Pietersen doesn’t conduct many interviews, but for the upcoming issue of SA Rugby magazine, he reflects on a career that spanned some 15 years and included winning a World Cup at the age of 21.
Although the 34-year-old has now hung up his boots, he will remain closely involved in the game as he takes up a place in the Sharks’ junior coaching structures.
‘I’ve been crazy about rugby from a young age,’ Pietersen says. ‘I never doubted that I’d be involved in rugby in some way. So my love for the game was always there. To begin this adventure as an U20 assistant coach, I’ll have to take it as it comes.
‘For me it’s about learning and developing as a coach, and the advantage I have is that I played for a long time and I can share the experience I have with the youngsters and prepare them about what to expect when they move up to senior level.
‘My biggest goal as a coach is for the younger players I work with to be ready for whatever gets thrown at them when they make the step up from the junior ranks to senior set-up.’
From his own experience, Pietersen also shares the comical anecdote of making his own Sharks debut, when he walked down to the stadium from his Morningside residence on the eve of a game against Boland.
Then just 19 years old, Pietersen laughs when he recalls walking in his Sharks kit alongside fans making their way to the stadium: ‘People were probably just looking at me thinking I’m a normal ball-boy walking to the stadium to work,’ he recalls.
Yet, that would be just the start of a long and illustrious career, with Pietersen pinpointing coaches such as Dick Muir, John Plumtree, Jake White and Peter de Villiers as key role players.
He says the opportunity to now impart what he learned along the way is something that he’s looking forward to.

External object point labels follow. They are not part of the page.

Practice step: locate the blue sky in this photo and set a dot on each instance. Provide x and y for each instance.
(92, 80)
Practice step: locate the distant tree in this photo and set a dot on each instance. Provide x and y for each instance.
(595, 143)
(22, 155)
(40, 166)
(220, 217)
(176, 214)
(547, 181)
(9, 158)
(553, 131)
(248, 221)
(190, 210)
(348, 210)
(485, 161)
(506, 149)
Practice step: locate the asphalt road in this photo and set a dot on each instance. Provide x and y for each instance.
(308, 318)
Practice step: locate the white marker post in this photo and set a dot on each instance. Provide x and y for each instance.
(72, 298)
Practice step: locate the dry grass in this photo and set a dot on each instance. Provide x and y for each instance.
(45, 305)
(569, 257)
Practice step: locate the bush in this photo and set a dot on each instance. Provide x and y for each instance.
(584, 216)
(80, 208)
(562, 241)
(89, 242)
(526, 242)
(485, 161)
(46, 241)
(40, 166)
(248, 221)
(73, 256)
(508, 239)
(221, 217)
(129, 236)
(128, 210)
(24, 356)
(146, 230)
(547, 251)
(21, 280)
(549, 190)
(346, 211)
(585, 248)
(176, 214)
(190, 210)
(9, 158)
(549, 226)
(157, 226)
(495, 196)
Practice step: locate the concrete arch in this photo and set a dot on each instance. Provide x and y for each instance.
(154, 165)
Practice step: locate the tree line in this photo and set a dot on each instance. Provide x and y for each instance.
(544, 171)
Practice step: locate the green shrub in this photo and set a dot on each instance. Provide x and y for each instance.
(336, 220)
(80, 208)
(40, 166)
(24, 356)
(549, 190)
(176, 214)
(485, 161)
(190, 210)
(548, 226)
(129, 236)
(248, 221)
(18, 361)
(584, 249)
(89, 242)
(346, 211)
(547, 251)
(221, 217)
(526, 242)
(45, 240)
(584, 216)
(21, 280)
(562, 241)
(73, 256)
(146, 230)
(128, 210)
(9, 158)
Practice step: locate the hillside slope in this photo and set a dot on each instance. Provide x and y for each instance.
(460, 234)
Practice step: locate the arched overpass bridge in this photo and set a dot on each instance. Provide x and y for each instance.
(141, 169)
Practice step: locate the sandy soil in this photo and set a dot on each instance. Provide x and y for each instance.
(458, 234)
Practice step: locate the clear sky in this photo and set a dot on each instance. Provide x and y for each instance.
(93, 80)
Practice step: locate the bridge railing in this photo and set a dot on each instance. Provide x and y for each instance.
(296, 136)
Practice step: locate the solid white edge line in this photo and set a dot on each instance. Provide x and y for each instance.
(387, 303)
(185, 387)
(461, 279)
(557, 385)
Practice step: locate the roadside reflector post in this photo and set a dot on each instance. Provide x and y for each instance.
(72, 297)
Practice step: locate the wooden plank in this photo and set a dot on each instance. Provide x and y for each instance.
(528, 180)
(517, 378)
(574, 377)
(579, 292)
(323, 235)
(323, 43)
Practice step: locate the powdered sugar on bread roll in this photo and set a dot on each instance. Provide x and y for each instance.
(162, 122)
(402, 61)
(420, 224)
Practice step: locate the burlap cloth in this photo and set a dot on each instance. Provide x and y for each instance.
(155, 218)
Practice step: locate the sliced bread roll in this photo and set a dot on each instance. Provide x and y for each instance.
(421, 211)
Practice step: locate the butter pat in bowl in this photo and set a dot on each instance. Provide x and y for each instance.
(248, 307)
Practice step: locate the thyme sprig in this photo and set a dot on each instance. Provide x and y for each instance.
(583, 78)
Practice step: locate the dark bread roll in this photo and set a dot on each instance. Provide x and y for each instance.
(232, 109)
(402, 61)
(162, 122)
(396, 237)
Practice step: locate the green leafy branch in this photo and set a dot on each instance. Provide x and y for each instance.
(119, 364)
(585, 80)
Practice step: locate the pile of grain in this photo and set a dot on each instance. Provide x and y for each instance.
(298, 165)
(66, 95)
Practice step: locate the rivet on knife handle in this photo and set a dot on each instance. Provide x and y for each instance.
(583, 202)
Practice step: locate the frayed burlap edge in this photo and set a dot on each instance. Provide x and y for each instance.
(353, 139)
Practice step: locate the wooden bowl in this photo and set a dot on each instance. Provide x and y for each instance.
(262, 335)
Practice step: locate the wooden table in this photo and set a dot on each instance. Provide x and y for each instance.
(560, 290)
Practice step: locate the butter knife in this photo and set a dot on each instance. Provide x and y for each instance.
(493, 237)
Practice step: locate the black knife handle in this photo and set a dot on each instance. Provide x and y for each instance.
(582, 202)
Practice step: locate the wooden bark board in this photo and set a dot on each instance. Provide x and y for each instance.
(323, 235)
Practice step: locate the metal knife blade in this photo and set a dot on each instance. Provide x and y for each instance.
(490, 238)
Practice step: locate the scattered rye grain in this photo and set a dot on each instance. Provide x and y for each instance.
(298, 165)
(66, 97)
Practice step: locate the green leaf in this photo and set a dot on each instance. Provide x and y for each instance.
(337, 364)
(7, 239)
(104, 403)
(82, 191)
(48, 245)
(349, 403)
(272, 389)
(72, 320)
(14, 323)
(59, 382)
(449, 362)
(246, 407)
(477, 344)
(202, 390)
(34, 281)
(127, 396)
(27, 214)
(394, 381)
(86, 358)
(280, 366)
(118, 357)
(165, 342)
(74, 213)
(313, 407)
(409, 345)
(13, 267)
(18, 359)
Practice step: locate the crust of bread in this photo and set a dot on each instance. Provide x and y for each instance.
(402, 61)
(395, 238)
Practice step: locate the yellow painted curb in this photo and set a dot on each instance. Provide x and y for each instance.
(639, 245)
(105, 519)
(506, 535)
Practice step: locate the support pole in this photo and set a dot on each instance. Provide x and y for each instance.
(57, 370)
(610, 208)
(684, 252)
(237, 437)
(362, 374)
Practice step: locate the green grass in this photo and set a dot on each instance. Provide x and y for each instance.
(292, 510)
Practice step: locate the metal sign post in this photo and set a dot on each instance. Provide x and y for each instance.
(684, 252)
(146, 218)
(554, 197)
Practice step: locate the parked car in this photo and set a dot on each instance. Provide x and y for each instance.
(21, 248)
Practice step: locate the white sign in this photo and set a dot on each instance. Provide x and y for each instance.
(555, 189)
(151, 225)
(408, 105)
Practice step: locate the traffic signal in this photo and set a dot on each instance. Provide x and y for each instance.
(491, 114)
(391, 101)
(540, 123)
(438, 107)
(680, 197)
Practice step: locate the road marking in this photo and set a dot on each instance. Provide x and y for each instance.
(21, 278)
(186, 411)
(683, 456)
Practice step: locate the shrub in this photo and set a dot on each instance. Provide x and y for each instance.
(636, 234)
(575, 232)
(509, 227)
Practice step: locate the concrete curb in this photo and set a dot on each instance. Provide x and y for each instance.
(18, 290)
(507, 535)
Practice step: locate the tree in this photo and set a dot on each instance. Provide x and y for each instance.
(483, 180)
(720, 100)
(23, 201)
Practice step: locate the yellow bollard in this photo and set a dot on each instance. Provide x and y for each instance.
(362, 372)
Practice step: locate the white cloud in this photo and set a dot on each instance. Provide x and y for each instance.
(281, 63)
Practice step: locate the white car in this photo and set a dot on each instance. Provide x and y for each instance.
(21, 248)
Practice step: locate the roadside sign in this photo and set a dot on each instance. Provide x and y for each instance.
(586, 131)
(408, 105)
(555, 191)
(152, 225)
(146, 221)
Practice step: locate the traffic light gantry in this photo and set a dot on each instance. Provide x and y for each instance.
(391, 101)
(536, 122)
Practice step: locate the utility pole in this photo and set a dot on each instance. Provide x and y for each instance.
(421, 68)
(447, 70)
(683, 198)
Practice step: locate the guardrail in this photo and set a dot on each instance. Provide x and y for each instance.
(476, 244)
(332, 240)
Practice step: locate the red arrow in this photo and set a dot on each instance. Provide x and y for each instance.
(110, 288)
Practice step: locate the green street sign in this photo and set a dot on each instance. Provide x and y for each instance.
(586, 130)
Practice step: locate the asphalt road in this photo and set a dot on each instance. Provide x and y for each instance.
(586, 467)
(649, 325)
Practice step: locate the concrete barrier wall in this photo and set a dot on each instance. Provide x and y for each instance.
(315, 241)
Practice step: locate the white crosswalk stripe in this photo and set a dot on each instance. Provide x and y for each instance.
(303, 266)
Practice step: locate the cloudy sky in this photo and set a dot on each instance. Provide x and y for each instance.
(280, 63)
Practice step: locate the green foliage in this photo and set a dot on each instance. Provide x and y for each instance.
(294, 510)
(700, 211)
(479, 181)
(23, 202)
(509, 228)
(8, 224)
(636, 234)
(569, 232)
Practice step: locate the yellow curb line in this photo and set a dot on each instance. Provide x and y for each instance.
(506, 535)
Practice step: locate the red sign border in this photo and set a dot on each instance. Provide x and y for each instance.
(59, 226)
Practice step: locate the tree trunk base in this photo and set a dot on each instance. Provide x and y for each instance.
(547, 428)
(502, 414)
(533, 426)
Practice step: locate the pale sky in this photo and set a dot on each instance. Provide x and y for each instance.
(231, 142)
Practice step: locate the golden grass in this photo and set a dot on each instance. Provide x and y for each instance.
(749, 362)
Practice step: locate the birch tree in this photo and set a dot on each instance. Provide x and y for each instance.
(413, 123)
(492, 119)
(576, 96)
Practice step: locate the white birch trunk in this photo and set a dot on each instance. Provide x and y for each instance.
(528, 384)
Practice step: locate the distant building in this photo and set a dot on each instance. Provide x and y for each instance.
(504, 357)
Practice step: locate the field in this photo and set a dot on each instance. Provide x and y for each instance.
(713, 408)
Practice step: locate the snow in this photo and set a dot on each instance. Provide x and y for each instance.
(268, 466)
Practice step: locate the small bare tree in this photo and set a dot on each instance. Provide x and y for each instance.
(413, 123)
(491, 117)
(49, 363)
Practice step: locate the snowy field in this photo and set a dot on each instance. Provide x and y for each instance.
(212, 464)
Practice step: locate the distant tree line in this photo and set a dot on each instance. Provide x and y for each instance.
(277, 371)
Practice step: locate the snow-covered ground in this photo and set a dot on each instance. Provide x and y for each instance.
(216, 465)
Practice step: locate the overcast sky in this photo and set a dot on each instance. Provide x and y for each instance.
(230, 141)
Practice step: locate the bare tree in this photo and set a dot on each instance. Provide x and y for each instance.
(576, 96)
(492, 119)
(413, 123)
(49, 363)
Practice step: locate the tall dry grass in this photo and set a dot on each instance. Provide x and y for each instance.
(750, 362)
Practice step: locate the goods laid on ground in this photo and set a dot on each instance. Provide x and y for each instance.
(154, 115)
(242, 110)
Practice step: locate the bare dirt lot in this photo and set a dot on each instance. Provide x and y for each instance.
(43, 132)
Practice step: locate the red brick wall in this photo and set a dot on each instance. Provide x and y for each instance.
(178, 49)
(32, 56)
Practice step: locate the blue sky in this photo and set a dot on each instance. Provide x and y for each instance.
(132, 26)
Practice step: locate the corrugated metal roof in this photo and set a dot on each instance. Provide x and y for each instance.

‘You never know what challenges and curveballs rugby will give them or even which teams they will end up playing for. I want them to enjoy their junior rugby but also to be ready for whenever a senior coach calls on them, and to embrace the challenges that come with that transition. Going forward that’s my goal for the future.
‘Who knows, maybe I can be someone who had a hand in the career of future Springbok. And that would be the ultimate achievement for me as a coach.’